Finally, this court again refers to the opinion of Judge Russell (now Circuit Judge) in 301 F.Supp. 871, supra. The clear analysis there propounded exposes the frivolity of plaintiff’s claim here.

For the reasons herein above stated defendant’s motion to dismiss is granted. The complaint is dismissed with prejudice.

And it is so ordered.

. This is set forth in the opinion of United States District Judge Donald S. Russell, D.C., 301 F.Supp. 875.

. Which totaled $1,881,858.52, with interest computed to September 29, 1965.

. Fed.R.Civ.P. 41(b) provides:

Involuntary Dismissal: Effect Thereof. For failure of the plaintiff to prosecute or to comply with these rules or any order of court, a defendant may move for dismissal of an action or of any claim against him. After the plaintiff, in an action tried by the court without a jury, has completed the presentation of his evidence, the defendant, without waiving his right to offer evidence in the event the motion is not granted, may move for a dismissal on the ground that upon the facts and the law the plaintiff has shown no right to relief. The court as trier of the facts may then determine them and render judgment against the plaintiff or may decline to render any judgment until the close of all the evidence. If the court renders judgment on the merits against the plaintiff, the court shall make findings as provided in Rule 52(a). Unless the court in its order for dismissal otherwise specifies, a dismissal under this subdivision and any dismissal not provided for in this rule, other than a dismissal for lack of jurisdiction, for improper venue, or for failure to join a party under Rule 19, operates as an adjudication upon the merits.

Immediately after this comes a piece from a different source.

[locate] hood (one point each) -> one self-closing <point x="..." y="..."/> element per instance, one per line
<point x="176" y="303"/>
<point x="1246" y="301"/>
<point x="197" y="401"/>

. “The court has considerable discretion in motions for relief from judgments and the teaching of experience is that the courts will not permit technicalities to prevent them from remedying injustice. Laudable as this goal is, the rule requires the courts to balance it against the desire to achieve finality in litigation. Wright: Law of Federal Courts, Second Edition, 1970, citing In Re Casco Chem. Co. (CCA 5, 1964), 335 F.2d 645, 651.